Selama ini, Israel selalu menyebut dirinya sebagai negara demokrasi dan menyatakan bahwa warga Palestina memiliki hak yang sama. Untuk diketahui, 20 persen dari 9,2 juta populasi Israel adalah warga Palestina. Namun di tingkat kelembagaan, warga Palestina menderita karena diperlakukan sebagai warga negara kelas dua bahwa tiga. Ada sekitar 60 Undang-Undang yang mendiskriminasi warga Palestina di banyak sektor, seperti pendidikan, perumahan, perawatan kesehatan, dan lainnya. 


Mahkamah Pidana Internasional mendefinisikan apartheid sebagai ‘rezim penindasan dan dominasi sistematis yang dilembagakan oleh satu kelompok ras’. Menurut penasihat senior Presiden Palestina Mahmoud Abbas, Nabil Shaath, keputusan-keputusan yang dibuat bersifat rasis dan bertujuan untuk; mengambil paksa tanah, mengusir penduduk asli dan menghancurkan rumah, serta membangun pemukiman untuk warga Yahudi.
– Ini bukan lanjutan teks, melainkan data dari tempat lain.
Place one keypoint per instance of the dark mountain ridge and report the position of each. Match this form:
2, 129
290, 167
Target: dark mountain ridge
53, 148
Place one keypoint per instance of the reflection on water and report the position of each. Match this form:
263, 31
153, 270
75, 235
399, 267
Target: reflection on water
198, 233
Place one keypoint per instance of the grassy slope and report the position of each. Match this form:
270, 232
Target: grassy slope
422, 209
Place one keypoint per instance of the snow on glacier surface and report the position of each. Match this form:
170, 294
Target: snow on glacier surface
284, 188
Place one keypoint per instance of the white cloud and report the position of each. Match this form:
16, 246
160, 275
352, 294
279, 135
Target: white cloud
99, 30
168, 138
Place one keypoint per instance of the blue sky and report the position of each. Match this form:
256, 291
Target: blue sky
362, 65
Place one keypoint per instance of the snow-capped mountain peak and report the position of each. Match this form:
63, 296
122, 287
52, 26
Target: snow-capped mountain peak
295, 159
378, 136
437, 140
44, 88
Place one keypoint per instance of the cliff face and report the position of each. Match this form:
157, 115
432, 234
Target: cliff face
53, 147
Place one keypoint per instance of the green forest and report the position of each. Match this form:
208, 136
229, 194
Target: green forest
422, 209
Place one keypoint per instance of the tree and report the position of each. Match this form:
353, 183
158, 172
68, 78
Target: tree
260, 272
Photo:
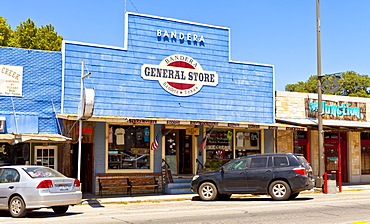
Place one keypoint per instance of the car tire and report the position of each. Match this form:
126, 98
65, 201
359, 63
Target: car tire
279, 190
224, 196
17, 207
207, 191
60, 209
294, 195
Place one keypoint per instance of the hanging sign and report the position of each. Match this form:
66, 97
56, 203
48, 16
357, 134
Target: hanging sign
179, 75
11, 80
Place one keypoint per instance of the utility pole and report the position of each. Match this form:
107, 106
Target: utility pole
319, 179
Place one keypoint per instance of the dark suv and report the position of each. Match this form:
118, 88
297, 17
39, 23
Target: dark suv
283, 176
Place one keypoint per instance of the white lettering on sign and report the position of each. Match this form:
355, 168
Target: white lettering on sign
181, 36
11, 80
180, 75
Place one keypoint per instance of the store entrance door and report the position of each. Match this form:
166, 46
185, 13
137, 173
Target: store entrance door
333, 142
185, 153
87, 165
178, 151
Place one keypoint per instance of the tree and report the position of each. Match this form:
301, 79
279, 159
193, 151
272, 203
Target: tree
350, 83
5, 32
28, 35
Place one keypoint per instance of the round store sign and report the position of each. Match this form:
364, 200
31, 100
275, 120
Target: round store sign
179, 75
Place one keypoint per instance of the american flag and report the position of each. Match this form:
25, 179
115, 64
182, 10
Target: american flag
154, 145
204, 141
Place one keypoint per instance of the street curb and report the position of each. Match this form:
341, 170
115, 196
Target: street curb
95, 201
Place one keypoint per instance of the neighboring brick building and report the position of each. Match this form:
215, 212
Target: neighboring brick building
347, 131
30, 97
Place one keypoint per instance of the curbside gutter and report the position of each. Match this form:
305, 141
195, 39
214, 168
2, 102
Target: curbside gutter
99, 201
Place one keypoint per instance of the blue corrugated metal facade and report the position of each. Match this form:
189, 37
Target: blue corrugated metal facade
125, 89
42, 81
244, 92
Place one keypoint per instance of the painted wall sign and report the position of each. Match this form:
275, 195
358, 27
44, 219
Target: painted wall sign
173, 35
11, 80
179, 75
337, 110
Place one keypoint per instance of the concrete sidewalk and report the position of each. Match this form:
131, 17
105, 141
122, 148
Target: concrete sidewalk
93, 200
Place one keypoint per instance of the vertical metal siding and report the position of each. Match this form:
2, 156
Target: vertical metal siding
244, 92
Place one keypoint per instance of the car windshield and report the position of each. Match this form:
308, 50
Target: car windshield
40, 172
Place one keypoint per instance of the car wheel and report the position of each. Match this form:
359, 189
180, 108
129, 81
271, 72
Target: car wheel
279, 190
292, 196
207, 191
17, 207
224, 196
60, 209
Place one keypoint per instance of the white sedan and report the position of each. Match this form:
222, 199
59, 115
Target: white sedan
26, 188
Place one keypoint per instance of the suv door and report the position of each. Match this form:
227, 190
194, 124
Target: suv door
233, 176
259, 173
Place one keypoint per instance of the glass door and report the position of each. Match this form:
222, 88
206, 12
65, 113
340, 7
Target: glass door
46, 156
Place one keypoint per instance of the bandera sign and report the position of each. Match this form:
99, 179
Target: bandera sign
179, 75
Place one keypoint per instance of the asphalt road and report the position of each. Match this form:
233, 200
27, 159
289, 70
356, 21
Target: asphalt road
347, 207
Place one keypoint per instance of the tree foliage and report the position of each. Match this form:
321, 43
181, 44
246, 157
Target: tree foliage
350, 83
28, 35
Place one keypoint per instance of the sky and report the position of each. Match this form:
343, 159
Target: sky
277, 32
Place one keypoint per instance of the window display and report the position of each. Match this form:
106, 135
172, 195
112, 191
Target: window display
128, 147
14, 154
365, 160
247, 142
219, 144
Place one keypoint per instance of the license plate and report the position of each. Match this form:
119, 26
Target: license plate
64, 187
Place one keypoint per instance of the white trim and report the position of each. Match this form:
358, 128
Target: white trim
250, 63
55, 157
63, 74
94, 45
179, 20
125, 37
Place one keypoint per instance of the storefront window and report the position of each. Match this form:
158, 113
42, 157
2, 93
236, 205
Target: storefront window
365, 152
14, 154
365, 160
247, 142
219, 144
128, 147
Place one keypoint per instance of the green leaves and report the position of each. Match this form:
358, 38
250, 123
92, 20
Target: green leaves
28, 35
350, 82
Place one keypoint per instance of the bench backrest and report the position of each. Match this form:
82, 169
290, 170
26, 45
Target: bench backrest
140, 181
114, 182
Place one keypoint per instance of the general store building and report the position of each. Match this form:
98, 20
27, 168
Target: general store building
173, 79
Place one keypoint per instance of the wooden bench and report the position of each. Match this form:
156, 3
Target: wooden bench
137, 182
106, 183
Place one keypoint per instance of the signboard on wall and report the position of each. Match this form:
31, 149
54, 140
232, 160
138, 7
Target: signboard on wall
11, 80
179, 75
337, 110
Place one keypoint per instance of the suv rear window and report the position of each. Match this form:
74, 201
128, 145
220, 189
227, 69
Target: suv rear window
280, 161
303, 161
258, 162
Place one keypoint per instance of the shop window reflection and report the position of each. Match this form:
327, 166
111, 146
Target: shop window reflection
128, 147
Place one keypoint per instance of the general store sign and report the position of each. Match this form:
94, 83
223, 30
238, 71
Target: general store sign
340, 110
11, 80
179, 75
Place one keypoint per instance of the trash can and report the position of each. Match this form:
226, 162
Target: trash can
332, 183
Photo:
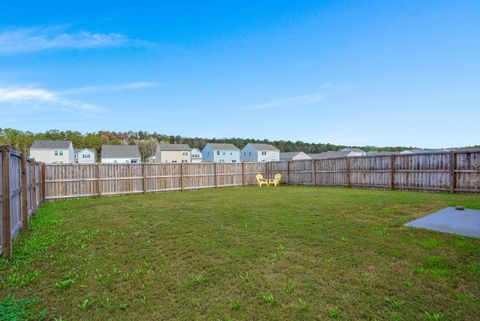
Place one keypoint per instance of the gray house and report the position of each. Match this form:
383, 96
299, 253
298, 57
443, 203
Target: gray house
53, 151
294, 156
126, 154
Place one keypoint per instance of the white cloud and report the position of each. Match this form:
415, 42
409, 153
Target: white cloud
37, 39
109, 88
19, 95
292, 101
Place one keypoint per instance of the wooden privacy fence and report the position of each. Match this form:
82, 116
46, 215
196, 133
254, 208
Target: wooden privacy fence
457, 171
444, 171
22, 191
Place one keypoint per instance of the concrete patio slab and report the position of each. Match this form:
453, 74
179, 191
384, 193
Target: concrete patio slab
450, 220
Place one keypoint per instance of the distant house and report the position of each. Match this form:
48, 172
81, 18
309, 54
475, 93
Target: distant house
294, 156
354, 151
125, 154
221, 153
196, 155
151, 159
259, 153
85, 156
53, 151
173, 153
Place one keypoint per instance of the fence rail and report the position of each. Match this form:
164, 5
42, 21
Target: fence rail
21, 193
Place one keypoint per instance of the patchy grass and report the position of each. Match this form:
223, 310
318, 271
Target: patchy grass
290, 253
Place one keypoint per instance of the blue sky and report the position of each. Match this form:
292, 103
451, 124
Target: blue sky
382, 73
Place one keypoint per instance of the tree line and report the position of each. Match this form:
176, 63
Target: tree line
146, 142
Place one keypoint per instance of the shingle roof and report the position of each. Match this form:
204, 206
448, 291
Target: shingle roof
47, 144
264, 147
119, 151
223, 146
289, 155
352, 149
173, 147
325, 155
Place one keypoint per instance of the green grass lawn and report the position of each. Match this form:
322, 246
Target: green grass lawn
290, 253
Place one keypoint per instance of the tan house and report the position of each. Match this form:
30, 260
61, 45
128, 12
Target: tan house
173, 153
53, 151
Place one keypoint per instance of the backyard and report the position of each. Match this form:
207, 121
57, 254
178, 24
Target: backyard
244, 253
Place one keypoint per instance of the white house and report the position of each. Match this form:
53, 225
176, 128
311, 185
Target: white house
173, 153
125, 154
294, 156
221, 153
259, 153
85, 156
196, 155
53, 151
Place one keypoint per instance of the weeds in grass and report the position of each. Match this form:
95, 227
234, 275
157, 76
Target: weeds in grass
334, 312
86, 304
12, 309
197, 278
434, 316
303, 304
394, 303
244, 277
408, 282
65, 284
235, 305
270, 299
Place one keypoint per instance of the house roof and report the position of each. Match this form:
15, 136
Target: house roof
330, 154
120, 151
80, 149
263, 147
290, 155
47, 144
352, 149
223, 146
173, 147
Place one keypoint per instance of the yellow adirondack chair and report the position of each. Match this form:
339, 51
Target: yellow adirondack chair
261, 181
276, 181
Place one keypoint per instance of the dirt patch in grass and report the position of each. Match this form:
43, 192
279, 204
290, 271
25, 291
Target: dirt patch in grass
290, 253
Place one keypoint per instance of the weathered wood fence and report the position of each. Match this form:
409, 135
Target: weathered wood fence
445, 171
21, 193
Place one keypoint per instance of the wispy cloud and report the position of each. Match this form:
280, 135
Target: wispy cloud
18, 95
110, 88
292, 101
37, 39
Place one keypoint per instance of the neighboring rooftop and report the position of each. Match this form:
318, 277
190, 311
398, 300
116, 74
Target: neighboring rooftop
47, 144
330, 154
265, 147
223, 146
290, 155
173, 147
120, 151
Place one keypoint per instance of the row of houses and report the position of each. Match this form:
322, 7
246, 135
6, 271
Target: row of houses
59, 152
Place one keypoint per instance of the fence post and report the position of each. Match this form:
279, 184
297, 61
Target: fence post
181, 176
144, 172
243, 173
99, 180
23, 171
6, 232
453, 174
288, 172
392, 172
314, 172
33, 176
215, 174
43, 182
347, 169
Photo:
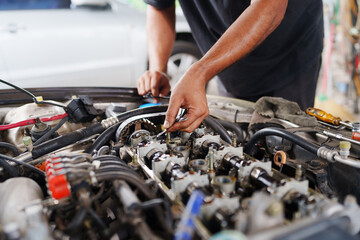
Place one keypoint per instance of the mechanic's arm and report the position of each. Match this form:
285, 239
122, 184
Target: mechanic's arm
160, 28
245, 34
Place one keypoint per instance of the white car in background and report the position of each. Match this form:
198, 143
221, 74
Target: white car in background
64, 43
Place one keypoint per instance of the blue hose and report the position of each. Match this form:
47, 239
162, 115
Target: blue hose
186, 226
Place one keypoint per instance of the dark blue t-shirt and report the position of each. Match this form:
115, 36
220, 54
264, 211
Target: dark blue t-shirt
294, 46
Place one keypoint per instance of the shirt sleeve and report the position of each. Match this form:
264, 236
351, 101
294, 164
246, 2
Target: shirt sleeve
160, 4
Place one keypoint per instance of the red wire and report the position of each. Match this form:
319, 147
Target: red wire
31, 121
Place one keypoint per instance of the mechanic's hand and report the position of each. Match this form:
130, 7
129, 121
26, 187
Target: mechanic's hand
188, 94
154, 81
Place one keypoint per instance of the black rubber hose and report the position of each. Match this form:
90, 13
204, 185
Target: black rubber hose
104, 158
234, 127
47, 135
140, 185
280, 133
65, 140
76, 221
217, 127
110, 132
97, 219
11, 147
28, 166
103, 139
112, 168
11, 170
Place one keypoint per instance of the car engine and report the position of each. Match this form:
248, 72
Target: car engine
91, 164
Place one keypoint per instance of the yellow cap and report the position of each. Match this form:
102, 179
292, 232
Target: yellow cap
344, 145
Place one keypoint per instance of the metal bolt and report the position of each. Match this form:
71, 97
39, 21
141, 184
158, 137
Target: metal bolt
275, 209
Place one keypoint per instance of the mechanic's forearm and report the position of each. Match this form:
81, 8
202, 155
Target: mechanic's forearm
160, 27
246, 33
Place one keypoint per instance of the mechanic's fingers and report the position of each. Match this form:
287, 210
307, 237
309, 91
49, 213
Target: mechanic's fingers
172, 111
165, 90
192, 121
193, 126
155, 82
147, 82
141, 86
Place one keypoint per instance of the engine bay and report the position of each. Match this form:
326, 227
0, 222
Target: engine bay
94, 166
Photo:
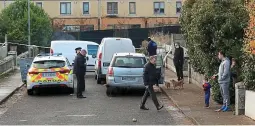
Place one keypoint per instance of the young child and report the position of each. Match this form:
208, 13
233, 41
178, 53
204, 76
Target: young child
207, 87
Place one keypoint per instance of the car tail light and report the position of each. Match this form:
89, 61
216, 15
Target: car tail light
51, 51
99, 60
66, 71
33, 72
110, 71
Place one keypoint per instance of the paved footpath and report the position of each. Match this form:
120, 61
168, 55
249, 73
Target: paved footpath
9, 83
191, 102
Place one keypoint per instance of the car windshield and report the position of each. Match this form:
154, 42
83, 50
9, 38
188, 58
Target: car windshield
46, 64
129, 62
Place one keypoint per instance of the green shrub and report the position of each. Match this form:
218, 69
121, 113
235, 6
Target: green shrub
210, 26
248, 68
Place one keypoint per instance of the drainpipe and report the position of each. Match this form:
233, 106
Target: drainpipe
99, 15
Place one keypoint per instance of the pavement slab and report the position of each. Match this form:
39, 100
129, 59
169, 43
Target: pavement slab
9, 84
191, 102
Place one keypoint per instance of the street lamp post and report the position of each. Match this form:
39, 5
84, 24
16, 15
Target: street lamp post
28, 21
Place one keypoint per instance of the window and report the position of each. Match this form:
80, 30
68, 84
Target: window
87, 28
178, 6
129, 62
65, 7
112, 7
159, 7
92, 49
85, 7
39, 4
132, 8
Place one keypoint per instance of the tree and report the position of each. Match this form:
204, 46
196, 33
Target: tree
16, 18
210, 26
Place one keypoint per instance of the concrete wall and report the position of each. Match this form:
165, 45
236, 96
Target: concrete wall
7, 64
250, 104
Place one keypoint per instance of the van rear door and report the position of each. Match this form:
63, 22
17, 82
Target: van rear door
92, 54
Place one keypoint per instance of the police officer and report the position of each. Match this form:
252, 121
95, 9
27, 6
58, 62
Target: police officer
150, 78
79, 71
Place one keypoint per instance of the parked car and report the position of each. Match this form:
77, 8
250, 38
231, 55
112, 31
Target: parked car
49, 71
67, 48
107, 48
125, 71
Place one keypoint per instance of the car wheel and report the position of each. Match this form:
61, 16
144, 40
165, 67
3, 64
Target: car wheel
30, 92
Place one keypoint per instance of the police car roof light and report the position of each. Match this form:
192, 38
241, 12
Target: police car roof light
49, 54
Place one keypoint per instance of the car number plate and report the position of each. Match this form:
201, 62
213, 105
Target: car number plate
128, 78
49, 74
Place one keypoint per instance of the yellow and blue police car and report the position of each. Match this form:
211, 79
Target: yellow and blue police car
48, 71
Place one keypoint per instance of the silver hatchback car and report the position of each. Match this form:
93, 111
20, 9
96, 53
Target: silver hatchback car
125, 71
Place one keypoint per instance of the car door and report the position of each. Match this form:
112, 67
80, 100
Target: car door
160, 69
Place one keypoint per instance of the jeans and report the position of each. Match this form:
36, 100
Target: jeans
224, 89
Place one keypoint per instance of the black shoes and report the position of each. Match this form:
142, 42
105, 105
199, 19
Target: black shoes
160, 107
143, 108
81, 96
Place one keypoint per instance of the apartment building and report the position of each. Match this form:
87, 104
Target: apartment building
85, 15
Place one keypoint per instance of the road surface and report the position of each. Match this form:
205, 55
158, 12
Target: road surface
97, 109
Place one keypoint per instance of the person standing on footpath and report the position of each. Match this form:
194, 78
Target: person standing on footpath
224, 80
150, 78
79, 71
152, 47
178, 60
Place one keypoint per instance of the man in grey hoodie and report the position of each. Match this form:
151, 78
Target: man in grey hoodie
224, 80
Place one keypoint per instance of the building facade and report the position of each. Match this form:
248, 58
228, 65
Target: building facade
85, 15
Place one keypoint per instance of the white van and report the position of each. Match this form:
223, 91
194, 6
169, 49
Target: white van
67, 48
106, 49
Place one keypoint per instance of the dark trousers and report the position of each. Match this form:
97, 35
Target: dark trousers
179, 71
149, 91
207, 98
80, 84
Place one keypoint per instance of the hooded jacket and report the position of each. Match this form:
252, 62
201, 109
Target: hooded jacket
224, 71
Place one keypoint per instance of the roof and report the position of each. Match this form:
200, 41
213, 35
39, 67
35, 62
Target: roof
74, 41
133, 54
43, 58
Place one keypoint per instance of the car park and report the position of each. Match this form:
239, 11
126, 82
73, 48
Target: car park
125, 72
106, 49
48, 71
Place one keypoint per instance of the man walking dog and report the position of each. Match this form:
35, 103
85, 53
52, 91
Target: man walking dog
150, 78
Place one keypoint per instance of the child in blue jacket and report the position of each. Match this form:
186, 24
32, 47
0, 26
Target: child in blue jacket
207, 87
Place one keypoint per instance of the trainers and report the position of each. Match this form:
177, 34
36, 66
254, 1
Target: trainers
225, 109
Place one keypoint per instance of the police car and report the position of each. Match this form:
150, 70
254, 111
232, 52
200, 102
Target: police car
49, 71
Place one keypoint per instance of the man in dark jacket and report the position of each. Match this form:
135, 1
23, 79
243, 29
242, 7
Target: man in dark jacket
178, 60
79, 71
150, 78
152, 47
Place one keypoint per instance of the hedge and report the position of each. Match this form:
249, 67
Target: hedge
209, 26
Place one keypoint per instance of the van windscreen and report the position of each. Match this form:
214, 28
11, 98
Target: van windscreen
92, 49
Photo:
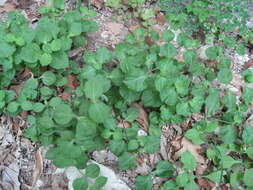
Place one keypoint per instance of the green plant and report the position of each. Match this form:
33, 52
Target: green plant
103, 94
211, 21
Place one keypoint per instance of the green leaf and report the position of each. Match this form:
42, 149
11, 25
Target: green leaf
228, 161
132, 114
96, 86
26, 105
63, 114
168, 50
229, 101
164, 169
249, 152
100, 182
183, 109
99, 112
48, 78
92, 170
136, 80
168, 95
30, 53
225, 75
143, 183
213, 52
212, 102
247, 135
228, 134
56, 45
151, 144
117, 147
169, 185
80, 184
188, 160
195, 136
247, 178
103, 55
60, 60
127, 161
6, 49
215, 176
45, 59
12, 107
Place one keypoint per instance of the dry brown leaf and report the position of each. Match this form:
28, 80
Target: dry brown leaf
115, 28
7, 7
160, 19
38, 168
97, 3
205, 183
134, 27
194, 149
143, 117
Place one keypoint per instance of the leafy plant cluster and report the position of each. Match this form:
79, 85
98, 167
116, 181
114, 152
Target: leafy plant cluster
108, 85
210, 21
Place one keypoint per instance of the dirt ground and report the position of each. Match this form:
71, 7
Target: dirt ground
21, 160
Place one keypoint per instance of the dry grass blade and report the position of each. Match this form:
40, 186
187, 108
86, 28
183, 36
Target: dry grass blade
38, 168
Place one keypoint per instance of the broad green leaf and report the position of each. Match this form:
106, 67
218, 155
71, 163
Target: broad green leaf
136, 80
80, 184
60, 60
229, 101
48, 78
96, 86
92, 170
131, 114
100, 182
127, 161
6, 49
168, 50
164, 169
247, 178
103, 55
63, 114
195, 136
117, 147
212, 102
45, 59
169, 96
249, 152
30, 53
228, 161
188, 160
183, 109
143, 183
151, 144
247, 135
225, 76
228, 134
215, 176
99, 112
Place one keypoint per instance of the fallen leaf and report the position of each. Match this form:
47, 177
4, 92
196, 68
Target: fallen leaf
194, 149
160, 19
143, 117
38, 168
7, 7
115, 28
248, 64
134, 27
97, 3
205, 183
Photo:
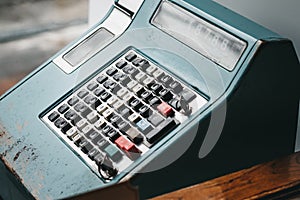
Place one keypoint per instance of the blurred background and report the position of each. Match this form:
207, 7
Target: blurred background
31, 31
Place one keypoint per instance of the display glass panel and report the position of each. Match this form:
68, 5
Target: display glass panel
209, 40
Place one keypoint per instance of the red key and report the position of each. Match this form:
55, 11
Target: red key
165, 109
128, 147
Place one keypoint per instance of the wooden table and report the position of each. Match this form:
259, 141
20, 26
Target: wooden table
279, 179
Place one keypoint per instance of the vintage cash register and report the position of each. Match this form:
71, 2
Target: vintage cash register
161, 93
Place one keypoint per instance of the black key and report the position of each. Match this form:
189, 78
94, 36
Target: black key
175, 103
141, 63
92, 86
99, 158
111, 71
155, 101
187, 95
164, 128
165, 94
123, 126
118, 76
104, 96
125, 112
73, 101
124, 80
85, 146
115, 88
146, 96
82, 93
62, 124
115, 119
113, 135
63, 108
156, 88
99, 91
92, 101
97, 139
131, 56
136, 104
107, 84
138, 90
148, 82
70, 115
121, 64
145, 111
75, 118
166, 80
102, 144
133, 72
130, 70
92, 134
102, 78
93, 153
106, 130
134, 135
83, 109
53, 116
176, 87
155, 119
66, 128
78, 141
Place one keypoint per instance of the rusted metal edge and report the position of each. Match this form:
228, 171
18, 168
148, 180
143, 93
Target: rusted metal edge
8, 166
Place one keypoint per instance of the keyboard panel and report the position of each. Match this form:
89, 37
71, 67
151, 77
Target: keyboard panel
118, 115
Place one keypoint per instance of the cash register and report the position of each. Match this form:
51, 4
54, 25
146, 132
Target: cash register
160, 93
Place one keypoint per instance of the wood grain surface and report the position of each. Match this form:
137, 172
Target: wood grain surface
279, 179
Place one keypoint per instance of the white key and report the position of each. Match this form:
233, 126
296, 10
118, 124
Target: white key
151, 69
99, 124
101, 108
107, 113
127, 97
131, 84
81, 124
122, 92
86, 129
118, 105
140, 76
133, 117
71, 132
158, 73
92, 117
112, 100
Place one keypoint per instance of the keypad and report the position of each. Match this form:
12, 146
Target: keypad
123, 111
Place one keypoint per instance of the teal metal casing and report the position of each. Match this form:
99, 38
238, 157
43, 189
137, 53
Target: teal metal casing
251, 115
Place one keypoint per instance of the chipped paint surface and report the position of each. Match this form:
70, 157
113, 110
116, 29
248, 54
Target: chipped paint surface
35, 156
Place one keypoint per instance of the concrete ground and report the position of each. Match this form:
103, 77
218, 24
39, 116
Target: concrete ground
32, 31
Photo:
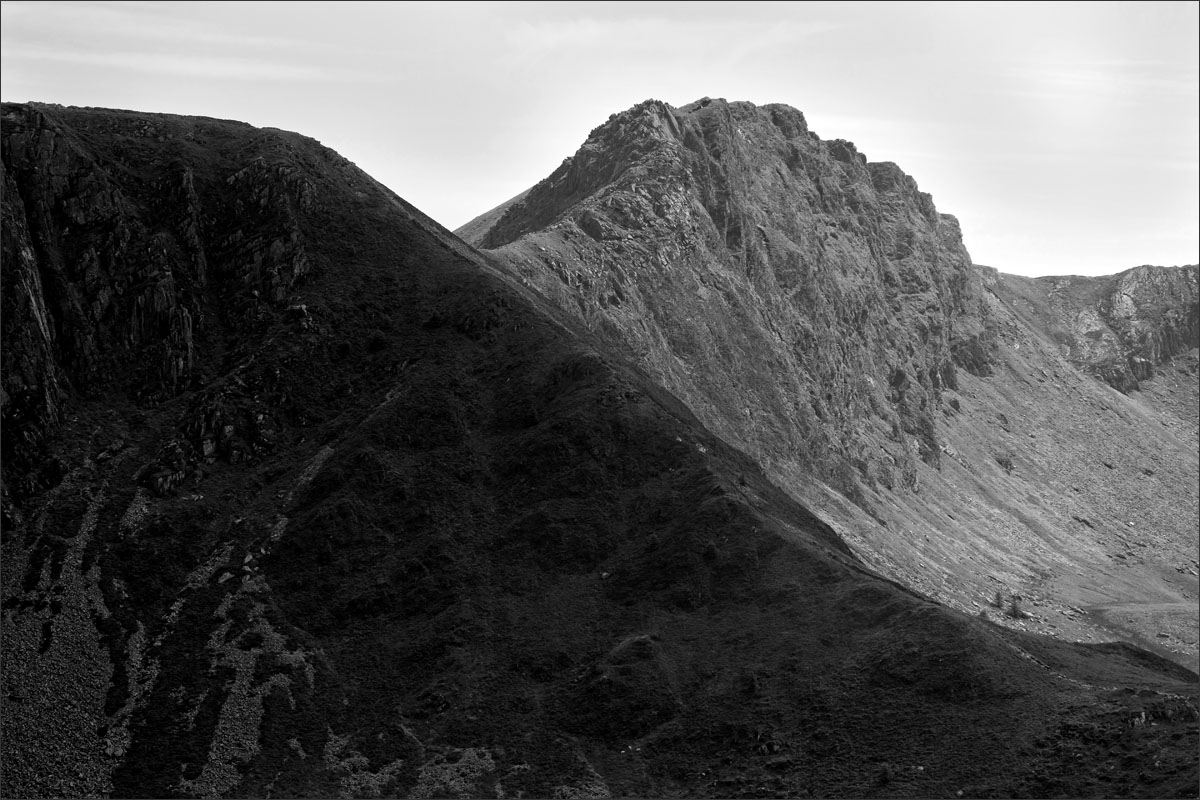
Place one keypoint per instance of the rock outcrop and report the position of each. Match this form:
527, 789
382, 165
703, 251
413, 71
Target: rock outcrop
807, 304
1122, 328
372, 518
815, 310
“Tidak ada negara di dunia ini yang memiliki kebijakan apartheid yang lebih jelas dari pada Israel,” kata Shaath.   


Pada 2018 lalu, Israel mengesahkan UU Negara Bangsa Yahudi yang dinilai rakyat Palestina sebagai puncak diskriminasi. Pasalnya, UU tersebut di antaranya menyatakan bahwa orang-orang Yahudi sebagai mayoritas memiliki hak eksklusif dalam menentukan nasib Israel, dan Yerusalem diakui sebagai ibu kota Israel yang ‘utuh dan bersatu’.


Juru bicara Konsulat Jenderal Israel di New York, Itay Milner, menolak laporan B’Tselem tersebut. Dia menuduh B’Tselem menggunakan laporan yang didasarkan pada pandangan ideologis yang terdistorsi itu sebagai alat untuk mempromosikan agenda politik mereka.